There is this known controversy of mathematicians and physicists against evolutionary biologists and palaeontologists: the first two fail to understand how it is possible for organisms with survival rates close to zero to actually survive. Following the laws of probabilities it is indeed impossible for living beings (such as the horse or even humans to take as some popular examples) to survive in the struggle for life. Yet they still exist and others, with better mathematical survival-probabilities, disappear very rapidly. Should these scientists think a bit outside the box, would they understand how evolution works; it is not about what we should find, nature -and life- does not always work that way.
But this is only an example of how scientific logic works. How can we be sure that we are open-minded or that we even can be right in the treatment of data?
In the book of Stephen Jay Gould “Time’s arrow, time’s cycle”, the author refers to F. Engels saying how it is impossible to think out of the trends and the ideas of our times. This is just another point to the fact that scientists do not know everything, as much as they’d like to think they do (I admit that I should include myself in this category…).
So can scientists be certain to explore a problem from every possible aspect?
While reading S.J. Gould’s “Time’s arrow, time’s cycle – Myth and metaphore in the Discovery of Geological Time“, I noticed a few things.

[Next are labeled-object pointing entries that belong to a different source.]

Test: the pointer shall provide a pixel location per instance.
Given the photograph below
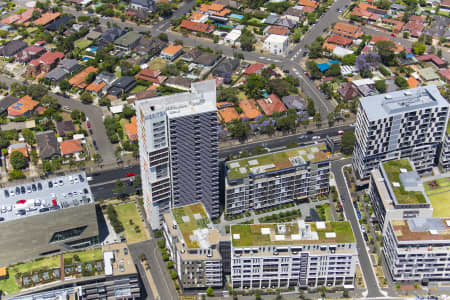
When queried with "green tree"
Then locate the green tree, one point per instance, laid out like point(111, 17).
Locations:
point(18, 160)
point(348, 142)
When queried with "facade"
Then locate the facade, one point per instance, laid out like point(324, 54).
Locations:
point(293, 255)
point(64, 206)
point(272, 179)
point(409, 123)
point(178, 145)
point(388, 200)
point(193, 245)
point(416, 250)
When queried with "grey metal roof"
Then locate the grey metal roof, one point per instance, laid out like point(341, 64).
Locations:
point(399, 102)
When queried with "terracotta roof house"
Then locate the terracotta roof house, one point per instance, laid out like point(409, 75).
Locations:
point(46, 18)
point(339, 40)
point(23, 107)
point(172, 52)
point(415, 28)
point(348, 91)
point(150, 75)
point(131, 130)
point(79, 79)
point(197, 27)
point(278, 30)
point(348, 30)
point(249, 109)
point(271, 104)
point(226, 112)
point(63, 127)
point(254, 69)
point(47, 145)
point(70, 148)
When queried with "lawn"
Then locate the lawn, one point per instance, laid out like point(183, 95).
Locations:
point(9, 285)
point(157, 63)
point(82, 43)
point(127, 212)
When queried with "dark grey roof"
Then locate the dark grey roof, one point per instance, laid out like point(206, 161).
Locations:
point(6, 102)
point(12, 48)
point(294, 102)
point(47, 144)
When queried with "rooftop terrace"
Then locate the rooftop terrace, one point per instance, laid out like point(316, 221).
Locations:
point(192, 221)
point(393, 170)
point(275, 161)
point(299, 233)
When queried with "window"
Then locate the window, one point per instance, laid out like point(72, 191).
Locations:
point(67, 234)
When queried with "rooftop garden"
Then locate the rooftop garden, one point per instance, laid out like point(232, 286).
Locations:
point(275, 161)
point(251, 235)
point(393, 170)
point(190, 218)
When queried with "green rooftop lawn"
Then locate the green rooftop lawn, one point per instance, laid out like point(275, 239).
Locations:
point(250, 235)
point(187, 228)
point(392, 169)
point(279, 159)
point(127, 212)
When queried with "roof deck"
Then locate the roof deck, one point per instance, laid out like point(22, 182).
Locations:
point(275, 161)
point(38, 197)
point(299, 233)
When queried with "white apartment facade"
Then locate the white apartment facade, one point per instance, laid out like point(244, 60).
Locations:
point(409, 123)
point(277, 259)
point(178, 147)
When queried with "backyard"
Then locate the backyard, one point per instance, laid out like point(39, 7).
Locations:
point(131, 220)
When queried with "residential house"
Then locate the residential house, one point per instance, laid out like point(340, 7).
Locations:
point(79, 80)
point(131, 130)
point(11, 48)
point(197, 27)
point(414, 28)
point(47, 145)
point(151, 75)
point(271, 104)
point(29, 53)
point(23, 107)
point(347, 30)
point(128, 41)
point(348, 91)
point(225, 68)
point(44, 64)
point(121, 86)
point(63, 127)
point(249, 108)
point(276, 44)
point(226, 112)
point(71, 148)
point(7, 102)
point(172, 52)
point(294, 102)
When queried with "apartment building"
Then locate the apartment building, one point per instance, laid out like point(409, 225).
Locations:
point(271, 179)
point(293, 255)
point(193, 245)
point(397, 192)
point(178, 145)
point(417, 250)
point(409, 123)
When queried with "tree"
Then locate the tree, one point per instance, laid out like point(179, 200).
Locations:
point(419, 48)
point(348, 142)
point(18, 160)
point(29, 137)
point(380, 85)
point(86, 98)
point(349, 59)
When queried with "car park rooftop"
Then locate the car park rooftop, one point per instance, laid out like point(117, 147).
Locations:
point(37, 197)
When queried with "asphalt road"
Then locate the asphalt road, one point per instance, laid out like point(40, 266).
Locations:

In the first part of the book, Gould describes the ideas on the -brief- history of the earth as seen by Thomas Burnett (late 17th century). It gets far more interesting, as far as the modern thought is concerned, in the second part of the book. There, we find the work of James Hutton, a scottish geologist of the 18th century. He had made very accurate and original observations in his homeland (discordances, discontinuities…). He tried to explain them but in vain. How would it be possible to understand a discontinuity, sediment orientation, etc. without having any knowledge of a mechanism that would allow change of the surface of the earth? How is it possible to study and understand the history of the earth without using tectonics?

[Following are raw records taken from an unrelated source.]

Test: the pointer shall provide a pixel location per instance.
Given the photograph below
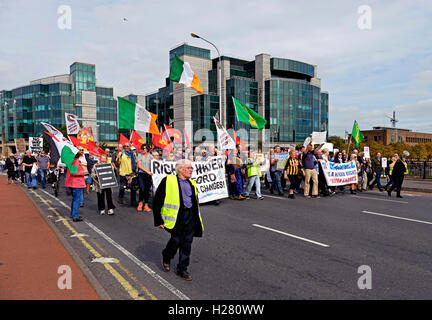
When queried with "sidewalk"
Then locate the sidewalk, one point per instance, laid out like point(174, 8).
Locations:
point(417, 185)
point(31, 253)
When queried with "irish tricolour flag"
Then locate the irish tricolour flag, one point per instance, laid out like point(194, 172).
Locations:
point(181, 72)
point(135, 117)
point(65, 148)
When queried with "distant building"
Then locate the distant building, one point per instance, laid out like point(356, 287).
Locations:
point(388, 135)
point(287, 93)
point(46, 100)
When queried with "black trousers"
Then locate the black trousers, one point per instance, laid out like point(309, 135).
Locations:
point(294, 182)
point(101, 199)
point(181, 239)
point(397, 184)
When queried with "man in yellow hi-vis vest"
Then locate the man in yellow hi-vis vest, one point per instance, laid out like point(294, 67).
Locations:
point(176, 209)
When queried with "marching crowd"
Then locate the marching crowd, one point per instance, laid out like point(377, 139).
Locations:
point(245, 171)
point(175, 202)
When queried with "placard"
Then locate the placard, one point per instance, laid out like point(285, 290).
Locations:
point(209, 176)
point(339, 174)
point(35, 145)
point(366, 153)
point(282, 157)
point(106, 175)
point(20, 145)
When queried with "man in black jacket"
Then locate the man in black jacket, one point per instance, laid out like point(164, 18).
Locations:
point(176, 209)
point(398, 173)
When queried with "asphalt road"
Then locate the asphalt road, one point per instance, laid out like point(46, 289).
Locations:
point(275, 249)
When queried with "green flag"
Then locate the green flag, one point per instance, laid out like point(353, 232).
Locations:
point(246, 114)
point(356, 133)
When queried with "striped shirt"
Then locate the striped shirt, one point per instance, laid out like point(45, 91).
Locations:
point(292, 166)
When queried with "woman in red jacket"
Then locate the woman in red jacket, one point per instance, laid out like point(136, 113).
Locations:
point(76, 183)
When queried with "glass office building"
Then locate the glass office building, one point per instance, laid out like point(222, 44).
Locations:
point(46, 100)
point(287, 93)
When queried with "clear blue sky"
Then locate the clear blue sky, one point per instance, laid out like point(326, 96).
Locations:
point(367, 72)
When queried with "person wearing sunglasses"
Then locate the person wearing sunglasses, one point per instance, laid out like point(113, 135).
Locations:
point(176, 209)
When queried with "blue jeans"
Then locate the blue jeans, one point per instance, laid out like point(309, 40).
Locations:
point(77, 194)
point(42, 174)
point(277, 182)
point(254, 180)
point(31, 179)
point(377, 181)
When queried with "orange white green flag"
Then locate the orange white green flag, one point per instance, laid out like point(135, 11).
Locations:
point(133, 116)
point(181, 72)
point(247, 115)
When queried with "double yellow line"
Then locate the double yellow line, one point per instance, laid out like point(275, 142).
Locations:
point(133, 293)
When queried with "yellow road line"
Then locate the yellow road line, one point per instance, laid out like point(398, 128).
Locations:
point(134, 294)
point(130, 274)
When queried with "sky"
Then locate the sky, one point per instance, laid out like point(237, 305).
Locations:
point(371, 62)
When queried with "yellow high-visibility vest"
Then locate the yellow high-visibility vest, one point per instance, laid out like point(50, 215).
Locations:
point(171, 204)
point(253, 168)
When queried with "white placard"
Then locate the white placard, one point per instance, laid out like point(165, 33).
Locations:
point(209, 176)
point(367, 154)
point(339, 174)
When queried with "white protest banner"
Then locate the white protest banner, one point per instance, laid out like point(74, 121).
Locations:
point(328, 146)
point(20, 145)
point(225, 140)
point(35, 145)
point(282, 157)
point(209, 176)
point(319, 137)
point(339, 174)
point(367, 153)
point(72, 125)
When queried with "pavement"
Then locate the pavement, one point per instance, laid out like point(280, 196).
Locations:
point(275, 249)
point(34, 263)
point(417, 185)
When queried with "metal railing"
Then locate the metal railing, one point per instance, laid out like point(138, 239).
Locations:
point(420, 169)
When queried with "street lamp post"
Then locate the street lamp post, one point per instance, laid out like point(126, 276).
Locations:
point(194, 35)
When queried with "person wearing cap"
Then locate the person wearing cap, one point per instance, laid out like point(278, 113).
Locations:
point(144, 178)
point(10, 165)
point(127, 165)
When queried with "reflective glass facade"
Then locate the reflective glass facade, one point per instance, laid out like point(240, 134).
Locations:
point(204, 107)
point(291, 105)
point(26, 107)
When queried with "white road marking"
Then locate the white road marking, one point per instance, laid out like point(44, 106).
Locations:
point(142, 265)
point(76, 235)
point(291, 235)
point(394, 217)
point(105, 260)
point(371, 198)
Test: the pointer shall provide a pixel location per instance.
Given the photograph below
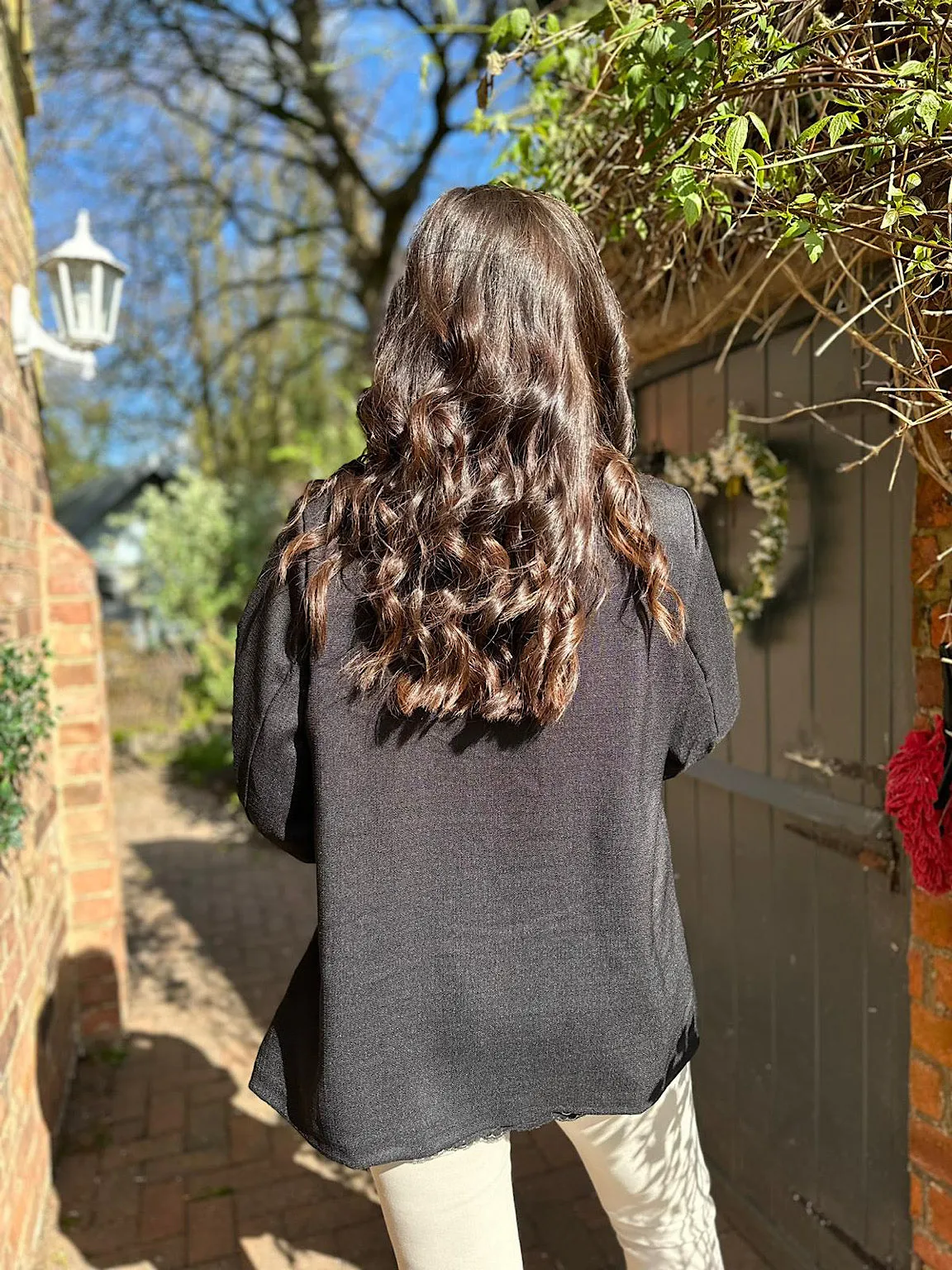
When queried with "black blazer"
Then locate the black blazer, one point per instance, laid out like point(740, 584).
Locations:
point(497, 940)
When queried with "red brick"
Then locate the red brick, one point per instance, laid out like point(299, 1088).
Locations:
point(84, 761)
point(85, 794)
point(7, 1034)
point(163, 1212)
point(938, 621)
point(942, 981)
point(211, 1229)
point(85, 822)
point(916, 1206)
point(940, 1213)
point(926, 1089)
point(68, 582)
point(82, 613)
point(916, 960)
point(92, 912)
point(932, 1034)
point(933, 508)
point(933, 1258)
point(249, 1139)
point(166, 1111)
point(932, 919)
point(82, 733)
point(93, 881)
point(74, 642)
point(30, 621)
point(928, 682)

The third part of the book is dedicated to the work of Charles Lyell (19th century). There again, we see that he observes faults and other landscape results of earthquakes. As much as Lyell’s work is significant to Geology, the mechanism responsible for some of his observations was still unknown; raising the same problems of the changes of the surface of the earth. All the theories preceding the discovery of tectonics were speculative even if the scientists tried to be realistic.
If we want to do a parallel with evolutionary biology, I remember the famous quote of Theodosius Dobzhansky: “Nothing makes sense in Biology except in the light of Evolution”. Well, I think that something similar can be said about tectonics: “Nothing makes sense in Geology, except in the light of Tectonics”. Therefore, Tectonics is to Geology what Evolution is to Biology.